Plusieurs start-ups congolaises expérimentent des plates-formes de scoring alternatif basées sur l’analyse des transactions mobiles, ouvrant la voie à des prêts rapides et sans garantie matérielle.
Les banques locales y voient une opportunité de conquérir un segment délaissé, tout en réduisant leurs coûts opérationnels. Certaines, comme la BCPS ou la LCB, testent déjà des portails de souscription 100 % digitaux.
La Banque centrale planche, de son côté, sur un cadre prudentiel adapté à ces innovations afin d’assurer la protection des consommatrices et la solidité du système.
Partenariats régionaux et internationaux
Le Congo s’appuie sur des alliés multilatéraux : un accord avec la Banque africaine de développement mobilisera un fonds de garantie spécifique aux PME dirigées par des femmes, doté d’un premier volet de 20 millions de dollars.
La représentante du PNUD, Adama Dian-Barry, chiffre à 100 milliards de dollars la perte annuelle pour l’Afrique liée à la sous-valorisation du travail féminin. « Donner accès au crédit, c’est libérer une croissance inclusive », rappelle-t-elle.
L’Union européenne, via son initiative InvestEU Africa, a également inscrit Brazzaville sur la liste des capitales éligibles à des lignes de financement vertes, favorisant les projets à impact social portés par des femmes.
À retenir
L’inclusion financière des femmes n’est plus un dossier périphérique : elle conditionne la réussite de la diversification économique et l’essor de nouvelles chaînes de valeur « Made in Congo ».

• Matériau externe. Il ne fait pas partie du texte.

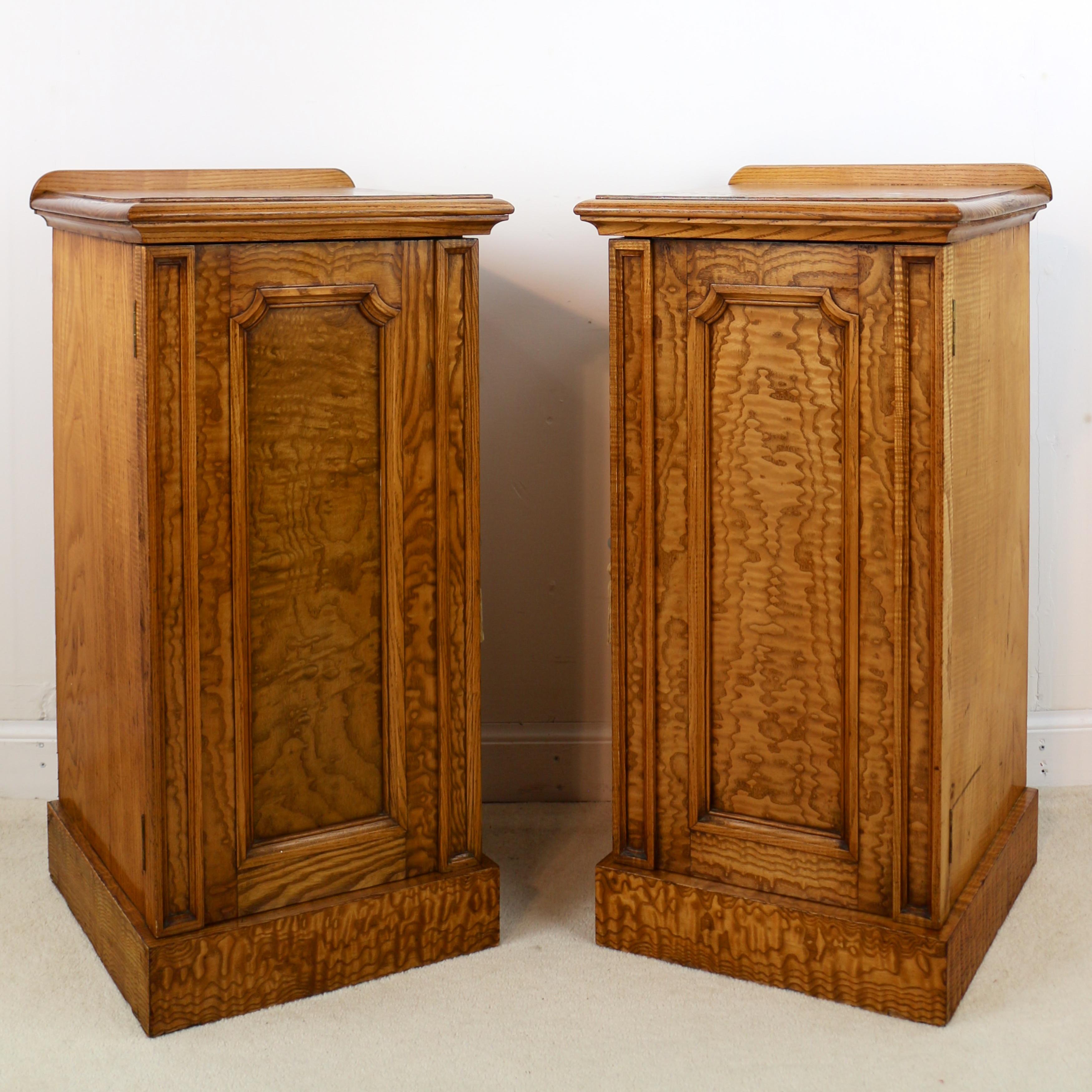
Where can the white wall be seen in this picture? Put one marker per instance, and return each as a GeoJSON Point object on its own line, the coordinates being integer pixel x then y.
{"type": "Point", "coordinates": [545, 105]}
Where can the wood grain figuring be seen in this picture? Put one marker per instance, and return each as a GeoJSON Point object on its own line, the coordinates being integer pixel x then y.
{"type": "Point", "coordinates": [269, 607]}
{"type": "Point", "coordinates": [212, 316]}
{"type": "Point", "coordinates": [103, 581]}
{"type": "Point", "coordinates": [888, 967]}
{"type": "Point", "coordinates": [315, 555]}
{"type": "Point", "coordinates": [459, 611]}
{"type": "Point", "coordinates": [271, 958]}
{"type": "Point", "coordinates": [989, 896]}
{"type": "Point", "coordinates": [877, 596]}
{"type": "Point", "coordinates": [633, 431]}
{"type": "Point", "coordinates": [420, 554]}
{"type": "Point", "coordinates": [96, 900]}
{"type": "Point", "coordinates": [168, 305]}
{"type": "Point", "coordinates": [312, 866]}
{"type": "Point", "coordinates": [919, 530]}
{"type": "Point", "coordinates": [740, 854]}
{"type": "Point", "coordinates": [670, 327]}
{"type": "Point", "coordinates": [985, 551]}
{"type": "Point", "coordinates": [779, 365]}
{"type": "Point", "coordinates": [837, 581]}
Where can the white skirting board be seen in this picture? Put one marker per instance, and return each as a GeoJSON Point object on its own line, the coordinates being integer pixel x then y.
{"type": "Point", "coordinates": [553, 762]}
{"type": "Point", "coordinates": [557, 762]}
{"type": "Point", "coordinates": [1060, 747]}
{"type": "Point", "coordinates": [29, 759]}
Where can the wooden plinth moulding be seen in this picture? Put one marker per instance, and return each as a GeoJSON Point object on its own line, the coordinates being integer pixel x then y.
{"type": "Point", "coordinates": [819, 577]}
{"type": "Point", "coordinates": [267, 568]}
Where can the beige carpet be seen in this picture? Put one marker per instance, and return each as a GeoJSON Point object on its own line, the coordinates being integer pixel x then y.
{"type": "Point", "coordinates": [548, 1009]}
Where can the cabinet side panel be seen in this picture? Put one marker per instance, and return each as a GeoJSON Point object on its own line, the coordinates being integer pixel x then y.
{"type": "Point", "coordinates": [419, 516]}
{"type": "Point", "coordinates": [168, 297]}
{"type": "Point", "coordinates": [213, 308]}
{"type": "Point", "coordinates": [876, 581]}
{"type": "Point", "coordinates": [985, 555]}
{"type": "Point", "coordinates": [670, 349]}
{"type": "Point", "coordinates": [101, 551]}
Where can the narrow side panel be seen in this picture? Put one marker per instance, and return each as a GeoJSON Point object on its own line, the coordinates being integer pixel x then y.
{"type": "Point", "coordinates": [985, 551]}
{"type": "Point", "coordinates": [212, 315]}
{"type": "Point", "coordinates": [634, 546]}
{"type": "Point", "coordinates": [919, 292]}
{"type": "Point", "coordinates": [459, 613]}
{"type": "Point", "coordinates": [101, 545]}
{"type": "Point", "coordinates": [670, 348]}
{"type": "Point", "coordinates": [419, 580]}
{"type": "Point", "coordinates": [877, 583]}
{"type": "Point", "coordinates": [170, 310]}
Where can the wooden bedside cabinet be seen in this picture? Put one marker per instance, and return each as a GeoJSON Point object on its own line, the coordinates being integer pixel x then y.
{"type": "Point", "coordinates": [268, 604]}
{"type": "Point", "coordinates": [819, 465]}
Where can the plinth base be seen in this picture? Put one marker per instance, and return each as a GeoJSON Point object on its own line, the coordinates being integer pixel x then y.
{"type": "Point", "coordinates": [273, 957]}
{"type": "Point", "coordinates": [861, 959]}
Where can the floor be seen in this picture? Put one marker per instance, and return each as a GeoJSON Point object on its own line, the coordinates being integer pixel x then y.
{"type": "Point", "coordinates": [548, 1009]}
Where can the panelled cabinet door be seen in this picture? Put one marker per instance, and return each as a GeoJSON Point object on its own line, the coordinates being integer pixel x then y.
{"type": "Point", "coordinates": [316, 450]}
{"type": "Point", "coordinates": [773, 514]}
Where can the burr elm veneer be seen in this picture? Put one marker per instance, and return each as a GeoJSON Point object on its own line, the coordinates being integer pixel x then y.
{"type": "Point", "coordinates": [819, 468]}
{"type": "Point", "coordinates": [267, 553]}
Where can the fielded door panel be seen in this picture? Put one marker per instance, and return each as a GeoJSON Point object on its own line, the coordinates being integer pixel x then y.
{"type": "Point", "coordinates": [316, 444]}
{"type": "Point", "coordinates": [773, 364]}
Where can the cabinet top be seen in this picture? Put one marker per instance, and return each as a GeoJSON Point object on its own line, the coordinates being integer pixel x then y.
{"type": "Point", "coordinates": [889, 203]}
{"type": "Point", "coordinates": [251, 206]}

Les réformes en cours combinent instruments budgétaires, régulation favorable et innovation numérique, avec un objectif clair : réduire de moitié le taux d’exclusion bancaire des entrepreneures d’ici 2027.
Le point éco
Selon les estimations du ministère, chaque point de pourcentage de femmes supplémentaires accédant au crédit pourrait générer 15 milliards de francs CFA de valeur ajoutée annuelle.
Les secteurs les plus réactifs seraient l’agro-industrie, l’artisanat moderne, l’énergie hors-réseau et les services digitaux, où les cheffes d’entreprise montrent déjà des gains de productivité supérieurs à la moyenne nationale.
À moyen terme, l’effet combiné du micro-crédit et de la formalisation pourrait élargir l’assiette fiscale tout en renforçant la résilience économique face aux chocs externes.